Only 17 people have signed up.
Registration opened on Friday. You have to be aged between 18 and 60, have no chronic medical conditions and you can’t be pregnant or breastfeeding.
Dmitry Buriy works in a bank but signed up anyway. Maybe he hadn’t read the small print – that you need a certificate proving you are from one of the at-risk groups. He was turned away.
“I’m disappointed,” he said. “We still know so little about COVID-19 or how bad the after-effects might be so better to get the vaccine now.
“I think the Russian vaccine is just as good as foreign ones. I’ve been reading a lot about it and I feel I can trust it.”
This Moscow “launch” is more a PR event than anything else.
One hundred thousand people have already received the vaccine.
Forty thousand of those are volunteers in Sputnik V’s Phase 3 trials but another 60,000 medics and doctors have also taken the vaccine.
On the same day the UK licensed the Pfizer-BioNTech vaccine for use, President Vladimir Putin urged his officials to launch “mass vaccination” by the end of the next week.
Top marks then for Moscow’s mayor for rolling it out first.
“I’m not scared of taking it,” says Svetlana Belusova, a 36-year-old medic.
She already had the virus earlier this year and doesn’t want it again.
“I think vaccination will help stop the pandemic. In half a year I think everything should start getting better,” she added.

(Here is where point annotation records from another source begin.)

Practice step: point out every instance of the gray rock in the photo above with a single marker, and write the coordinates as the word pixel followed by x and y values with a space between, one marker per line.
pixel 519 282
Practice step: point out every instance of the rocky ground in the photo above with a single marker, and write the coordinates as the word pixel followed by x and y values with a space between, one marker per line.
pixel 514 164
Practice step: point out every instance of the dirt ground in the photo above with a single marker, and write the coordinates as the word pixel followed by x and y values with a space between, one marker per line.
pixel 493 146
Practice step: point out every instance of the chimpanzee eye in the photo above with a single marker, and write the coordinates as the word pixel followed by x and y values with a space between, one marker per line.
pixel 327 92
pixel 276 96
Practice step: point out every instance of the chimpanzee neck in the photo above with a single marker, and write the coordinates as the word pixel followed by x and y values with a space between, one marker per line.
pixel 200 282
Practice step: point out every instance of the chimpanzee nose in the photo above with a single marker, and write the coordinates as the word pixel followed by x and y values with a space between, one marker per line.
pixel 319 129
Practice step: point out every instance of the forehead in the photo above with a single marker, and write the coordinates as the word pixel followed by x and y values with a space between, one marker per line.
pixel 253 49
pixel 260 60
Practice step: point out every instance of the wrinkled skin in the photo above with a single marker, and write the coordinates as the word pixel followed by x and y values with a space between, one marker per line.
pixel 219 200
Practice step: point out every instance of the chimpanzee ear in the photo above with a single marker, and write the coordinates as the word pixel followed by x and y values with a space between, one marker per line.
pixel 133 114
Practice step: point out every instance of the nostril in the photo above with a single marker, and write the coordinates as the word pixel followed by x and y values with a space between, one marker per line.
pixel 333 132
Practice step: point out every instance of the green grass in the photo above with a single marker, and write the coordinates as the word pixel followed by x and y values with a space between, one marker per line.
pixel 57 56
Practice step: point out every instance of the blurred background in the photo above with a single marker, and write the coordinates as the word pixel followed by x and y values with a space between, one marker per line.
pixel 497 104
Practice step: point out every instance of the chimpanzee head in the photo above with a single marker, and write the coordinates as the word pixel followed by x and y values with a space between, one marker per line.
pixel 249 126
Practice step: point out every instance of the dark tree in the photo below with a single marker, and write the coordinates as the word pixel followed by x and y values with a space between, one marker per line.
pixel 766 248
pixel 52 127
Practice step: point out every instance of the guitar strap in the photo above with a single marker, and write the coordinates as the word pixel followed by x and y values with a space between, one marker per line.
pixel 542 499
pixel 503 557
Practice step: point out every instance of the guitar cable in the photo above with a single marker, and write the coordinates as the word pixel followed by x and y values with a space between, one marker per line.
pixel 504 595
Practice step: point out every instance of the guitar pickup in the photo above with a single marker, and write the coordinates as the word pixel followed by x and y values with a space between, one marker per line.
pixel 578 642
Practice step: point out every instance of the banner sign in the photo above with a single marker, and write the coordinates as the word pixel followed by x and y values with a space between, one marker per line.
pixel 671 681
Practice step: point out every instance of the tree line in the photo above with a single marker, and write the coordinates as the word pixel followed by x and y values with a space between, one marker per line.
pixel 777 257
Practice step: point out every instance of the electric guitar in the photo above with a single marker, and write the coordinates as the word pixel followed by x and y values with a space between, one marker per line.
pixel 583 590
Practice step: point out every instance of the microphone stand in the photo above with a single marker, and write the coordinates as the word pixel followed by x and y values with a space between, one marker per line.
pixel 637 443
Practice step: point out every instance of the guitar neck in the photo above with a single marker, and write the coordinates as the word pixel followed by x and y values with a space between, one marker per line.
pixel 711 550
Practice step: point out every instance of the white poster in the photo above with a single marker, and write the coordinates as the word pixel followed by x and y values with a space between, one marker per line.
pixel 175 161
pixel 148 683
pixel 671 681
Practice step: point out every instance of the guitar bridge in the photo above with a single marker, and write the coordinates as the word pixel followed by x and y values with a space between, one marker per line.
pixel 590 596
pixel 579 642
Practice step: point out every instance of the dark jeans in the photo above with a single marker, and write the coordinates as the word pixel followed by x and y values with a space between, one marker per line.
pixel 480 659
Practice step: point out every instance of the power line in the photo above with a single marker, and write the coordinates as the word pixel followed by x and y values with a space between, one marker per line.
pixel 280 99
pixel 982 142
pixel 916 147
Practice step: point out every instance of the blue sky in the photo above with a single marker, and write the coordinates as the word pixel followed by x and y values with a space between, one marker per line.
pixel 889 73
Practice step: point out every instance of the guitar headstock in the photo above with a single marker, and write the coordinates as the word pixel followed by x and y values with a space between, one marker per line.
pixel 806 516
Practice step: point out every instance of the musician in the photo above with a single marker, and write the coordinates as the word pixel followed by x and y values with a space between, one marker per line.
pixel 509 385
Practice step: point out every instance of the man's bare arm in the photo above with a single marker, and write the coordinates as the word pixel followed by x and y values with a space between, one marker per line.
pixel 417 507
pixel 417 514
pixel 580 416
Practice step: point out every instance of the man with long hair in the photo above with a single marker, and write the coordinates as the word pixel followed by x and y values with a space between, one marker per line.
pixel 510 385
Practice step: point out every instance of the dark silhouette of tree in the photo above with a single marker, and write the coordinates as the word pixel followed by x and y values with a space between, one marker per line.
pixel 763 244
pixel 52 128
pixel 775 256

It needs to. As elsewhere, the numbers are not encouraging. Moscow today registered an all-time high for the virus of 7,993 cases over the last 24 hours.
There were 28,782 across the whole country, another all-time high.
All told Russia has had 2.4 million cases and 42,000 deaths.
The comparatively low death toll has consistently raised eyebrows but officials insist it is correct.
Anna Gusalova works in one of Moscow’s bigger hospitals.
“It’s scary. I know many people who are sick and lots who have died in my circle of friends, mostly older people,” she says.
“We’ve always had vaccinations since childhood. I don’t see why the vaccine should be any worse in Russia than in other countries.”
I ask if she is surprised at the rush to get Sputnik V registered and into circulation.
“Doesn’t every country want to get a vaccine first?”, she asks.